THE PERSISTENCE OF CELESTIAL IMPACTS: EXPERIMENTING WITH PALEOLITHIC MINERALS AND THE LINGERING HUMAN COSTS OF UNEXPLODED ORDINANCES THROUGHOUT SOUTHEAST ASIA.
In development with Dr Gabrielle Adamik at the University of Sydney, this work focuses on the material remnants and ecological impacts of bombs left in the landscape.
About 790,000 years ago, a meteor impact in mainland Southeast Asia dispersed black molten silica (known as tektites) across the Indo-Pacific; stretching from Southern China to Southern Australia and from Papua to Madagascar. This impact is known scientifically as the Austronesian Strewnfield. It is the largest known meteor tektite dispersal event to date, covering over 30% of the earth’s surface.

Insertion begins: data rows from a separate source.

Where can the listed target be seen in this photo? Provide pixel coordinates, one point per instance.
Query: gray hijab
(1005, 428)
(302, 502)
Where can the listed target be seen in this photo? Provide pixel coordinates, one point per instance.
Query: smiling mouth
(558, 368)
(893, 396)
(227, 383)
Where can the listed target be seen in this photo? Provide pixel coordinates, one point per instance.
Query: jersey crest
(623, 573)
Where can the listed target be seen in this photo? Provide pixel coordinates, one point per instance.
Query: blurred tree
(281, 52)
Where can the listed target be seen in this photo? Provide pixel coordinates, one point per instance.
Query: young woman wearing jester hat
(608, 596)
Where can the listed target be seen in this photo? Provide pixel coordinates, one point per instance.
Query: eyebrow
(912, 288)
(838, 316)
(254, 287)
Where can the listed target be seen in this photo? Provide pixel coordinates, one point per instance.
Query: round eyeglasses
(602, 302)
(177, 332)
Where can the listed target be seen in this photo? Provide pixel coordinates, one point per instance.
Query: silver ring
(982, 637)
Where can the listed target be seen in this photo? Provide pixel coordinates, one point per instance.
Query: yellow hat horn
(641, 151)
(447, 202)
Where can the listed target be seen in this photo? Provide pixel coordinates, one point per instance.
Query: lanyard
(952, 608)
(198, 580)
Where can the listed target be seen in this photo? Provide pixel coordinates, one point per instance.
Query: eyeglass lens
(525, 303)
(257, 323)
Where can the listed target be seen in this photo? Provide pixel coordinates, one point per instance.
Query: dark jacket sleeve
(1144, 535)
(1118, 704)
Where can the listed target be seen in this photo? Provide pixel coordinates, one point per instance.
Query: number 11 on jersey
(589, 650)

Scientists have still been unable to locate the site of the meteor impact, despite the cataclysmic scale of the event and efforts to map the huge strewnfield. There is recent archeological evidence suggesting that Neolithic human ancestors living in Northern Vietnam and Southern China had managed to not only survive the meteor impact itself, but also thrived in the fires that burned as molten rocks rained back to earth. A significant quantity of stonetools and human-made minerals have been excavated immediately in the aftermath of this meteor burnout. It is theorised that the meteor event had unexpectedly changed the landscape to benefit these early human ancestors, exposing rocks and minerals for toolmaking, and promoting new grassland growth once the fires had died down.
Considering how Vietnam, Laos and Cambodia still remain the most heavily cratered landscapes left with unexploded bombs from the American War, these ancient events carry the resonance of ongoing struggles for life and survival.

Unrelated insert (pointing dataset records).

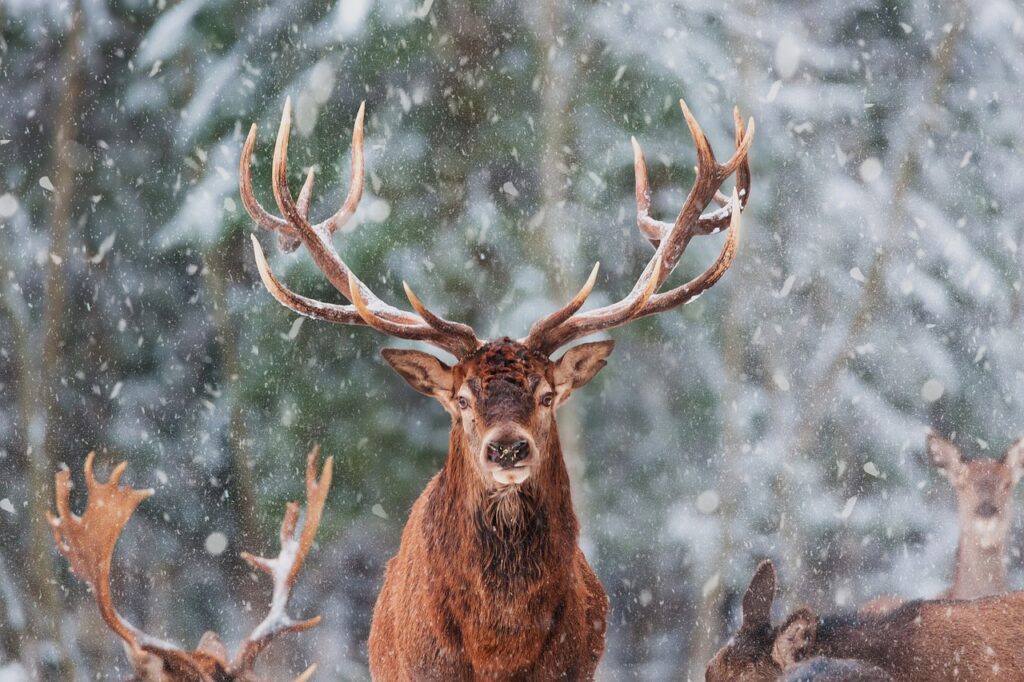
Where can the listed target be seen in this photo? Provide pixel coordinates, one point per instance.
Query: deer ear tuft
(579, 365)
(759, 596)
(795, 638)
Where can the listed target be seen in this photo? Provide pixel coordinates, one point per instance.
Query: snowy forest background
(877, 294)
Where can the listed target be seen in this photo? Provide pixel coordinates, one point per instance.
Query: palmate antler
(555, 330)
(88, 541)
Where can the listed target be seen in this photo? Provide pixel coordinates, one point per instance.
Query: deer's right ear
(945, 457)
(1015, 460)
(795, 639)
(423, 372)
(759, 596)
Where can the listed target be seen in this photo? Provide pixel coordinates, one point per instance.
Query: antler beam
(294, 227)
(670, 241)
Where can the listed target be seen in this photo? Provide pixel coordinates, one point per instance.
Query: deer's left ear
(423, 372)
(1015, 459)
(795, 639)
(579, 365)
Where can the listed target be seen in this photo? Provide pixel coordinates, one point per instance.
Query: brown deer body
(920, 641)
(984, 503)
(516, 595)
(836, 670)
(88, 541)
(489, 582)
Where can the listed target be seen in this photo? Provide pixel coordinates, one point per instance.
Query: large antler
(670, 241)
(88, 542)
(285, 567)
(294, 227)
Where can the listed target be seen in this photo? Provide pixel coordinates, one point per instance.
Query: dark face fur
(760, 652)
(503, 398)
(984, 487)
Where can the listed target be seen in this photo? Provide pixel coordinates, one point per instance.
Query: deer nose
(987, 510)
(508, 453)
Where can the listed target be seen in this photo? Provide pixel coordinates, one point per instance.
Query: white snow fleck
(294, 330)
(8, 206)
(787, 55)
(932, 390)
(870, 169)
(780, 381)
(710, 586)
(378, 211)
(216, 543)
(424, 9)
(104, 248)
(786, 287)
(848, 508)
(708, 502)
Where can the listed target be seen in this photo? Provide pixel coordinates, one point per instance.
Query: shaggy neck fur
(979, 570)
(508, 537)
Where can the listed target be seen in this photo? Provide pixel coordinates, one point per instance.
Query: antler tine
(439, 324)
(288, 236)
(653, 229)
(670, 241)
(692, 289)
(88, 541)
(356, 178)
(342, 314)
(453, 337)
(285, 567)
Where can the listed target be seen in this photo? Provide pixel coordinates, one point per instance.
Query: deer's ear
(759, 597)
(945, 457)
(423, 372)
(795, 639)
(1015, 460)
(579, 365)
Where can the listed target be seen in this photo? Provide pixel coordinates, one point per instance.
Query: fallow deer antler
(285, 567)
(88, 542)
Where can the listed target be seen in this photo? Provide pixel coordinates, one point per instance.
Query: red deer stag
(88, 542)
(984, 502)
(489, 581)
(920, 641)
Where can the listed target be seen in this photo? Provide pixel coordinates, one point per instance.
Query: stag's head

With tons of unexploded bombs and mines still embedded in the landscape, It is important to think about the co-mingling of both the recent time and deep time impacts of the region’s cosmic impacts; how they shaped the lives of our human ancestors and communities today as war and violence continue to affect people and their homelands.

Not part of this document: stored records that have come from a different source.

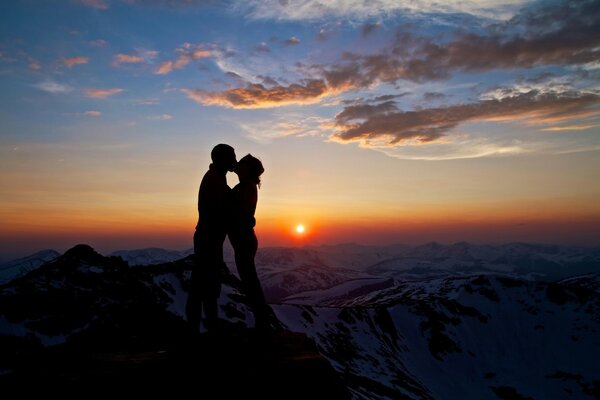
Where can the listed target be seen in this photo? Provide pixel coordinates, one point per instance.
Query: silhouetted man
(213, 213)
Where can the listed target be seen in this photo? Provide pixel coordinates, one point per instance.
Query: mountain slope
(19, 267)
(469, 338)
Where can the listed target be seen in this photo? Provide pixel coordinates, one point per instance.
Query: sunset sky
(377, 121)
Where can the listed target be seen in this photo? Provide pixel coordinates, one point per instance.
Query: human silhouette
(242, 236)
(214, 198)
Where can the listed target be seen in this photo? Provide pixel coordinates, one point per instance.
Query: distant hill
(19, 267)
(466, 322)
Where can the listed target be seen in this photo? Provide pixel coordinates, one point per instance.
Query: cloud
(69, 62)
(53, 87)
(559, 34)
(162, 117)
(171, 3)
(555, 34)
(283, 126)
(187, 53)
(258, 96)
(146, 102)
(292, 41)
(368, 28)
(97, 4)
(98, 43)
(126, 59)
(571, 127)
(383, 124)
(101, 93)
(262, 47)
(317, 10)
(34, 64)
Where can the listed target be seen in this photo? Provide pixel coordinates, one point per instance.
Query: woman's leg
(245, 251)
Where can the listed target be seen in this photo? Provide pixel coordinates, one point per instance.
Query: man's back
(213, 201)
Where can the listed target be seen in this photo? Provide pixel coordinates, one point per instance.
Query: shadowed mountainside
(86, 321)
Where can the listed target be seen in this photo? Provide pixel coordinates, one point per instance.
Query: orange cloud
(385, 123)
(127, 59)
(258, 96)
(101, 93)
(570, 128)
(69, 62)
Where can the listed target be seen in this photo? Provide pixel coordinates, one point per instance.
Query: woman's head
(250, 167)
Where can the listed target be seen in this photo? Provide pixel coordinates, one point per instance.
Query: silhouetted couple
(226, 212)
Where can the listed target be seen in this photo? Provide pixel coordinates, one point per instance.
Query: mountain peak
(82, 252)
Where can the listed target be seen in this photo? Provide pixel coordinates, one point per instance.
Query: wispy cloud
(97, 4)
(258, 96)
(571, 128)
(362, 10)
(262, 47)
(53, 87)
(69, 62)
(187, 53)
(98, 43)
(556, 34)
(161, 117)
(385, 124)
(102, 93)
(146, 102)
(126, 59)
(292, 41)
(34, 64)
(283, 126)
(369, 27)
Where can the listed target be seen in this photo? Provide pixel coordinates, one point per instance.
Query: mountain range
(514, 321)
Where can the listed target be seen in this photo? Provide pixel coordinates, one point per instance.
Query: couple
(223, 211)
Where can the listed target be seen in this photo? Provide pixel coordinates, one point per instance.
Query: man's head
(223, 157)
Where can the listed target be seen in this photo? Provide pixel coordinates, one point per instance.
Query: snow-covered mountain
(150, 256)
(19, 267)
(470, 322)
(479, 337)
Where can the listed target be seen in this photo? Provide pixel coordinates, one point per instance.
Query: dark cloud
(385, 123)
(292, 41)
(369, 28)
(432, 96)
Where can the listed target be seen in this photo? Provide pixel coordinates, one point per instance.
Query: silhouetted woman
(242, 236)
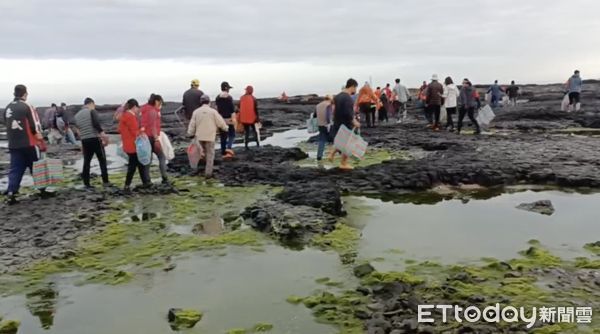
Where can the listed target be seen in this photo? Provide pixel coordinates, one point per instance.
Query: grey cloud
(351, 31)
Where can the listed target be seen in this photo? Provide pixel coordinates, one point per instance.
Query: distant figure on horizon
(191, 99)
(249, 116)
(513, 93)
(401, 97)
(496, 91)
(574, 87)
(226, 109)
(433, 99)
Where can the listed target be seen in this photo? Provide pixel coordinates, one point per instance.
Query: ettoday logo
(508, 314)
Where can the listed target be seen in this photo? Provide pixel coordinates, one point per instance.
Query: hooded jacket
(21, 125)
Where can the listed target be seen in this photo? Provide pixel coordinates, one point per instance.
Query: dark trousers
(20, 160)
(434, 114)
(450, 115)
(91, 147)
(134, 164)
(227, 139)
(247, 129)
(471, 113)
(323, 139)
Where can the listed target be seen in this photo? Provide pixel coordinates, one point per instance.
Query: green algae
(9, 326)
(179, 319)
(344, 240)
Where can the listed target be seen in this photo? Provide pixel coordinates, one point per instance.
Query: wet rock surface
(541, 207)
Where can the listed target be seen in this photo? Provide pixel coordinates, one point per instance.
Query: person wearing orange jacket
(129, 129)
(367, 102)
(249, 115)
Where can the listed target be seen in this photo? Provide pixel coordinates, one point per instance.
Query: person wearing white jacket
(203, 127)
(450, 96)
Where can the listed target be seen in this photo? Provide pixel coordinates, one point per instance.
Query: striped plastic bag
(143, 149)
(47, 172)
(350, 143)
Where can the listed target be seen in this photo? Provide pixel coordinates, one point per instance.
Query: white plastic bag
(166, 146)
(565, 103)
(485, 116)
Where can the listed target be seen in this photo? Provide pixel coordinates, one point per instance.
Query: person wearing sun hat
(191, 99)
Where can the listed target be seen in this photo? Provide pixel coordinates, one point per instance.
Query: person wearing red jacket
(151, 123)
(249, 115)
(129, 130)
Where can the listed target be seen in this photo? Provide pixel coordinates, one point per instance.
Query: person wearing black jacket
(92, 141)
(23, 135)
(226, 109)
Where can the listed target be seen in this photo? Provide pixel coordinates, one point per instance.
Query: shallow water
(237, 290)
(452, 231)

Collecting a range of Tektites, James is working with the University of Sydney to experiment with molten recycled glass and crystal and ancient Tektite glass. Although both are essentially composed of silica and small amounts of other chemical impurities, the absence of water and gas in the tektites resists the predictable characteristics of mass-manufactured and human-made glass. In the process of melting and fusing them together, there is a form of material resistance that continues to resonate and charges these materials with unpredictable reckoning and beauty at the most elemental level.